Hello again. I am hoping to experiment with Big Data and CS and want to know if it’s possible. My goal is to use the Wikipedia categories to achieve a massive, prebuilt hierarchy of concepts. Wikipedia categories would be CS concepts, and pages would be non-concept members. To choose the brief if exotic example (they go together!) of Phoenicianism, the Wikipedia hierarchy
https://en.wikipedia.org/wiki/Category:Phoenicianism
would convert to the CS concept
concept: ~phoenicianism (~Kataeb_Party ~Lebanese_Front ~Phoenicianists Phoenicianism Al_Tanzim_Al_Amal Guardians_of_the_Cedars Kataeb_Party Kataeb_Regulatory_Forces Lebanese_Christian_Nationalism\:_The_Rise_and_Fall_of_an_Ethnic_Resistance Lebanese_Renewal_Party)

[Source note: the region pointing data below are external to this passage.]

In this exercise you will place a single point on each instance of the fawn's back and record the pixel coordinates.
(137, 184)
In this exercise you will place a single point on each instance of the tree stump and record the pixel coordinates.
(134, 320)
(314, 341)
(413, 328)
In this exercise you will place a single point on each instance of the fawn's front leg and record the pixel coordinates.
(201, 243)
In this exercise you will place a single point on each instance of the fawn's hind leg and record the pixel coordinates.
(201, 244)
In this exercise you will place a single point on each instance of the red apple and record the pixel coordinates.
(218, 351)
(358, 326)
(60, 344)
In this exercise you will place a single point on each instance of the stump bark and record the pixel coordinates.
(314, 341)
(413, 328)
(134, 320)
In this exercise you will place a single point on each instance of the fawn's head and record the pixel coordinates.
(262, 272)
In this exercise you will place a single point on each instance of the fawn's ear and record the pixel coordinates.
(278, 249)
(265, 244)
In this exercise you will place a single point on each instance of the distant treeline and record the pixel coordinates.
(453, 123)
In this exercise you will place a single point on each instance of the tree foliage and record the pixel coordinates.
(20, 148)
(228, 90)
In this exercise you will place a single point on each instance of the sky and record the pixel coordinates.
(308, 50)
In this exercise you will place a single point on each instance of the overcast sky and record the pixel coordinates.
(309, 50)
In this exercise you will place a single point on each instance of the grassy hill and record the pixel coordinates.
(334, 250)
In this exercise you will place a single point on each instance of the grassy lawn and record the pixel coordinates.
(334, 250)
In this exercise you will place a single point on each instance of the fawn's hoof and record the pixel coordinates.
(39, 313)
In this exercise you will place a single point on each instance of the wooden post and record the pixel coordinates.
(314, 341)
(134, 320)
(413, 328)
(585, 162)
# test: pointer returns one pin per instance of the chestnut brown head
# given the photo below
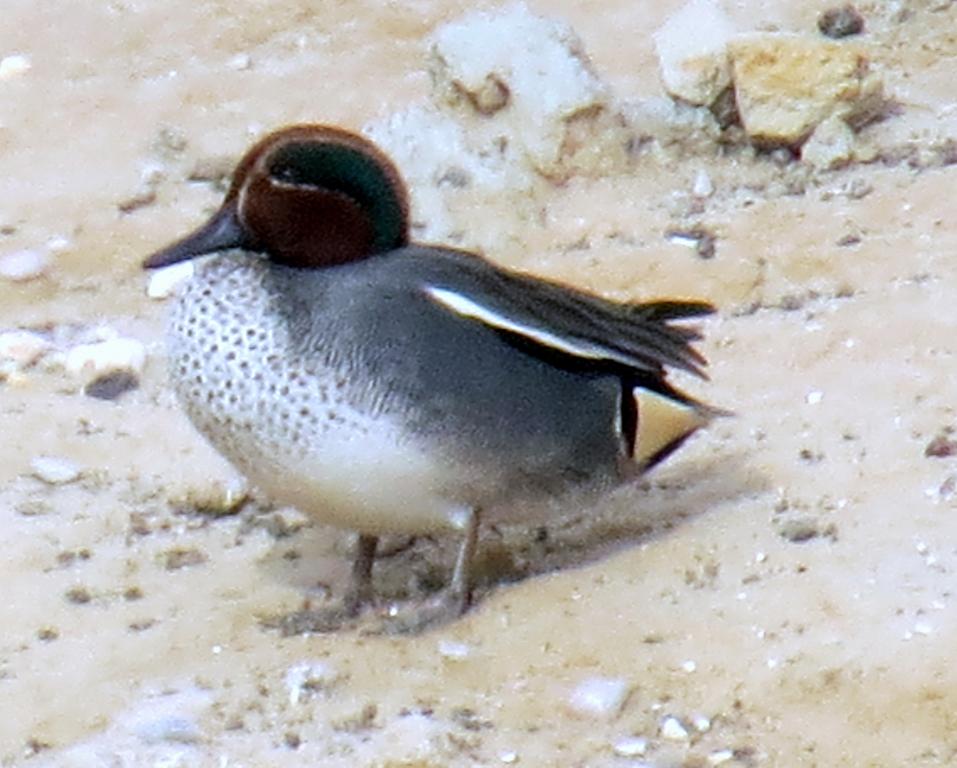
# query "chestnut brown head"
(305, 196)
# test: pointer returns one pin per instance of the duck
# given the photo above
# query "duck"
(390, 387)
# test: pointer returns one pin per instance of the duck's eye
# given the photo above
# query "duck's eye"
(285, 173)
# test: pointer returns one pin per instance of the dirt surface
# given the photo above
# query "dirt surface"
(779, 593)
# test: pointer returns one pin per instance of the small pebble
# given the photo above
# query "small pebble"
(23, 348)
(701, 723)
(600, 696)
(55, 471)
(673, 730)
(630, 746)
(941, 447)
(840, 22)
(20, 266)
(308, 677)
(163, 282)
(239, 62)
(720, 757)
(58, 244)
(183, 557)
(14, 65)
(110, 385)
(703, 186)
(119, 354)
(800, 529)
(923, 628)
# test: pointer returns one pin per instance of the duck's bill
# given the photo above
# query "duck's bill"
(220, 233)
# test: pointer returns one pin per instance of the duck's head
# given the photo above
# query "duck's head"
(306, 196)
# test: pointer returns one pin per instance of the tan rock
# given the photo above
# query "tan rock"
(830, 146)
(692, 52)
(788, 84)
(527, 78)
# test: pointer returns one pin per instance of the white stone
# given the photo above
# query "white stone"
(55, 470)
(831, 145)
(308, 676)
(20, 266)
(720, 757)
(14, 65)
(701, 723)
(119, 354)
(454, 651)
(23, 348)
(167, 729)
(164, 282)
(528, 77)
(59, 243)
(692, 52)
(673, 730)
(703, 186)
(630, 746)
(599, 696)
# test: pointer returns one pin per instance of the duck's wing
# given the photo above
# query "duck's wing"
(639, 337)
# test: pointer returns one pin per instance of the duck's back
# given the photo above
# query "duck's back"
(316, 382)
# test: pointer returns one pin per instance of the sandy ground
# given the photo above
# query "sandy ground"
(780, 593)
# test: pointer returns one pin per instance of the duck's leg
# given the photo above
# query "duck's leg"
(453, 601)
(359, 593)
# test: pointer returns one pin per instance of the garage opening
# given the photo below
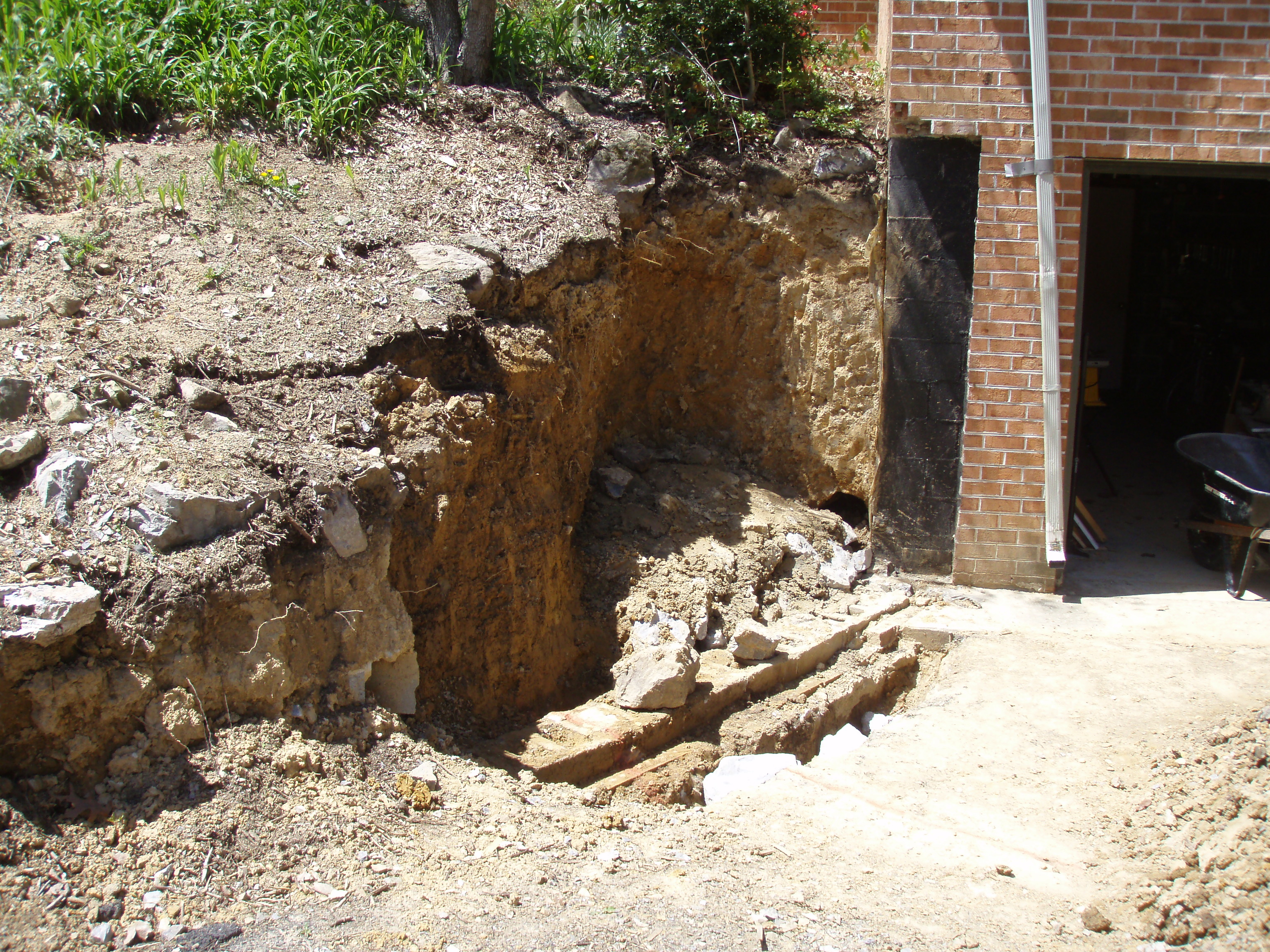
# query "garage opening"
(1175, 340)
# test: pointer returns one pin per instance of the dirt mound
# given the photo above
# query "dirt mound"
(1203, 828)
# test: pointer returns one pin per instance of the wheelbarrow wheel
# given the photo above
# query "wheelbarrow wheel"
(1208, 549)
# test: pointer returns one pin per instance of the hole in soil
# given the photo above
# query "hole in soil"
(852, 509)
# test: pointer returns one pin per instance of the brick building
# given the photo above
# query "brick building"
(843, 19)
(1161, 133)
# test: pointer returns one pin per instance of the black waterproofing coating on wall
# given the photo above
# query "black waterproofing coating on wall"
(931, 207)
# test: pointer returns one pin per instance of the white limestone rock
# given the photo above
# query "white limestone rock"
(21, 447)
(656, 677)
(745, 772)
(752, 641)
(48, 614)
(342, 527)
(171, 517)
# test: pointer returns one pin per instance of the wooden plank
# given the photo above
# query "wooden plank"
(1090, 521)
(634, 774)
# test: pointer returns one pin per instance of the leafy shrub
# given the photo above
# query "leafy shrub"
(318, 69)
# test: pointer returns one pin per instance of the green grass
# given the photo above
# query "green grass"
(314, 69)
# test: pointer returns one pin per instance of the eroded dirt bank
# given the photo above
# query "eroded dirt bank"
(406, 516)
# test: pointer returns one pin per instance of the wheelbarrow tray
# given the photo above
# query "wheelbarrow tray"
(1234, 492)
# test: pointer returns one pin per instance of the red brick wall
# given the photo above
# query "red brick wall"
(840, 19)
(1131, 79)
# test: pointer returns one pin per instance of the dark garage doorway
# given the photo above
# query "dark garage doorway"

Then if someone mentioned the Kataeb Party your bot could ask you your feelings about Phoenicianism, or in the opposite direction, could go down the tree and ask what you think of Kataeb Party politicians. Simply alternating references to the category above and below some key part of each volley could make for powerfully relevant conversation, with a sufficiently rich dataset.
The Wikipedia category tree and associated pages runs into the tens of millions, all in a logical flow. I assume this would be way too much for local CS storage, so would need a database to host the concepts. Then one could create topics, rules and gambits traversing the concept tree.
I can foresee several tricky bits, but assuming I can normalise the text and eliminate redundancies, how would CS interact with a database with say 10 million concepts?